Já vamos ao que está em causa e também ao destino quase certo destas crianças, facto que, neste momento, poderá demorar anos até ter uma solução à vista. Ouçamos antes disso a estupefação do ex-inspetor Chefe da PJ Carlos Anjos em relação a tudo o que se passou, e está a passar. "Esta é a primeira vez em que vejo um caso de crianças abandonadas de um país em território de outro e não vem ninguém do país delas, nenhum familiar, buscá-las", afirma, chocado com tanta falta de empatia: "Se fosse com um português provavelmente até de bicicleta ia, se não houvesse aviões. Ao não vir ninguém, dá-me a sensação, que, atenção, pode ser errada, de que a família mais próxima ou mais longa, não quer saber dos miúdos". E alerta para um pormenor em que ninguém reparou até hoje: "Não vimos ninguém da família a apoiar ou a condenar a senhora. Foi como se nada tivesse ocorrido. O único a aparecer, sem aparecer, e por interposta pessoa, foi o pai", que as autoridades suspeitam ter, como veremos mais adiante neste artigo, intenções muito particulares, que tribunais e assistentes sociais em Colmar estão a analisar até ao mais ínfimo pormenor, para que o Estado francês não seja acusado de errar.
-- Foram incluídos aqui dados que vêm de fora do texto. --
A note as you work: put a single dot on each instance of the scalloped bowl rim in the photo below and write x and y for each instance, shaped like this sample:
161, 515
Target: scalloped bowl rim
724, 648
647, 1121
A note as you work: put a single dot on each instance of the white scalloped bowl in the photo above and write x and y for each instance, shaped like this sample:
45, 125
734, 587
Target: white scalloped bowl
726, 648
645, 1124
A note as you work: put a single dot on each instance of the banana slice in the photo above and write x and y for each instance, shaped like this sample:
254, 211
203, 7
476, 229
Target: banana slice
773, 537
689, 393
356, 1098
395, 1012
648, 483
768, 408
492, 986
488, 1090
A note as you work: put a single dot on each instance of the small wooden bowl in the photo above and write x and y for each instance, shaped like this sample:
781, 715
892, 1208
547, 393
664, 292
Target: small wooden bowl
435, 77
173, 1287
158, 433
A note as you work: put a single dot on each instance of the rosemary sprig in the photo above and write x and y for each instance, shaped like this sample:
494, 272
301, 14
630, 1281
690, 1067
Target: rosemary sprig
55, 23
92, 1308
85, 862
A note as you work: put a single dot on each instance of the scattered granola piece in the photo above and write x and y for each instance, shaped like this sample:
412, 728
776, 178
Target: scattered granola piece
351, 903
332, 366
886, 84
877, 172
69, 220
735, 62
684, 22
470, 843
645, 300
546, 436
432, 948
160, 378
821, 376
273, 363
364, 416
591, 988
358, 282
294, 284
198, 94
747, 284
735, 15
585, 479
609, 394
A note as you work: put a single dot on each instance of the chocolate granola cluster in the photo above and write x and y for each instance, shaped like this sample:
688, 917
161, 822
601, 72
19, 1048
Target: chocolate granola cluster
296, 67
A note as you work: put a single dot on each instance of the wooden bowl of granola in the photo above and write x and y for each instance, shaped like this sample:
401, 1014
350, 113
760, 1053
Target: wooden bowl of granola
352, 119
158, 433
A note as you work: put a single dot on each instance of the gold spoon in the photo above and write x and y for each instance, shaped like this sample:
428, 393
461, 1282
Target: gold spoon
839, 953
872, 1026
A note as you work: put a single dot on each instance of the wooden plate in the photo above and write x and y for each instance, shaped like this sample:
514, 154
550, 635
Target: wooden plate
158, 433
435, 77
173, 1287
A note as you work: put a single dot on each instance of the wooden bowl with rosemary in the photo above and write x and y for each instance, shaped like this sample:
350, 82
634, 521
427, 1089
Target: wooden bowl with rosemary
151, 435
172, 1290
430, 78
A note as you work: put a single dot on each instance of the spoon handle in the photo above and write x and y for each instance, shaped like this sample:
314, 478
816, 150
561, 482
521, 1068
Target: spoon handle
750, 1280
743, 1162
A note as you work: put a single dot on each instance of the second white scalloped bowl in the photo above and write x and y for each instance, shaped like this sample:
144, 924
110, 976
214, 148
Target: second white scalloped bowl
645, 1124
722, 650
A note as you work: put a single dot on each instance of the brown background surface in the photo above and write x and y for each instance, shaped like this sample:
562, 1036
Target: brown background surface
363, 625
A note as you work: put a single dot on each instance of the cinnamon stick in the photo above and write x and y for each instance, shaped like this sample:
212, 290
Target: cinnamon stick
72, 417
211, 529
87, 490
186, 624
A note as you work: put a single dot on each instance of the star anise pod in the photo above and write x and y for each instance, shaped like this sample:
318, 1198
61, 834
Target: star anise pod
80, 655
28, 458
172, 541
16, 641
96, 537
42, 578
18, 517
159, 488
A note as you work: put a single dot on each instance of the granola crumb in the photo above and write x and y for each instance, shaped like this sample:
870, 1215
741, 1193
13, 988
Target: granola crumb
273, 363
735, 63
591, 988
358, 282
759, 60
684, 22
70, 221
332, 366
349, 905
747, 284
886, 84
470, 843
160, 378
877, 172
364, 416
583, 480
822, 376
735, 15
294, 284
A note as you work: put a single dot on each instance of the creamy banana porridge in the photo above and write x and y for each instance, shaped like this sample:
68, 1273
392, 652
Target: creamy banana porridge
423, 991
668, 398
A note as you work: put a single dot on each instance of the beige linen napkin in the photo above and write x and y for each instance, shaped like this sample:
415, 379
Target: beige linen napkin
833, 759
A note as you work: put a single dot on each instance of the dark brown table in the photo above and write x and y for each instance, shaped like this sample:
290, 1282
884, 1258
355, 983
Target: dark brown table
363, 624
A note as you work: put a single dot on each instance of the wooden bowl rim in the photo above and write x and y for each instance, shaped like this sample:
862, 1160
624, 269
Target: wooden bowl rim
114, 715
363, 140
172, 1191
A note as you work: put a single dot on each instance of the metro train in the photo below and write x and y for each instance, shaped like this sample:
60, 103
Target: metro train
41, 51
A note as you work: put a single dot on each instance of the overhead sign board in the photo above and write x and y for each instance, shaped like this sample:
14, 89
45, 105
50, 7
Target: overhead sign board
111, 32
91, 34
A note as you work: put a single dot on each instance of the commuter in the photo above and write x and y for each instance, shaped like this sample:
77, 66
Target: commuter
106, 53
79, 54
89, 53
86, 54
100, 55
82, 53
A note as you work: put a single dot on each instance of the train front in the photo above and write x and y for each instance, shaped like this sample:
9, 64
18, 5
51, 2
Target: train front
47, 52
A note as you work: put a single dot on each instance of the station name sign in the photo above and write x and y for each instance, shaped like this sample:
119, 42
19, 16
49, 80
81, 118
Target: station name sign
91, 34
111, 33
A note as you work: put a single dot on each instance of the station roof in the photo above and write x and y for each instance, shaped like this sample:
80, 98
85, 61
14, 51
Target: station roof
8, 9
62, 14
Em exclusivo à The Mag, by Flash!, o também comentador de assuntos criminais e judiciais da CMTV Carlos Anjos avança que "o pai dos miúdos pediu ajuda à segurança social francesa, o que é normal. O sistema de segurança social é melhor, mas não chega a todos. Só que depois tem muito a ver com o que ele não faz", avança, explicando a situação: "É um indivíduo que não quer trabalhar e isso já vem da relação com a mãe dos filhos. Em termos de vida há um histórico. O pai vive numa barraca. As autoridades francesas não nos enviaram um relatório minucioso, mas aquilo que nos disseram é que aquele pai, neste momento, não tem condições para possibilitar uma vida condigna aos filhos, estabilidade que permita uma educação normal".
PROGENITOR NÃO QUER TRABALHAR E VÊ NOS FILHOS UMA OPORTUNIDADE
Reforçando Anjos que este é "um caso exclusivamente da tutela da justiça criminal francesa" e avisando que o processo já está encerrado por cá, compete somente ao tribunal de Colmar analisar e decidir. "Eles dizem que o pai não tem condições porque não tem trabalho, vive numa casa sem condições. A própria mãe terá dito às autoridades judiciais portuguesas que teve azar porque o primeiro marido lhe batia e o segundo nunca quis trabalhar ou teve um trabalho capaz para sustentar a família", relata, detalhando: "O que sabemos é que o pai das crianças, enquanto viveu com a mãe delas, sem saber todos os pormenores, nunca teve hábitos de trabalho. Se ele não tem hábitos de trabalho e não tem doença, a segurança social não paga a quem não trabalha, só paga a quem trabalha, desconta e num momento de infortúnio precisa de ajuda".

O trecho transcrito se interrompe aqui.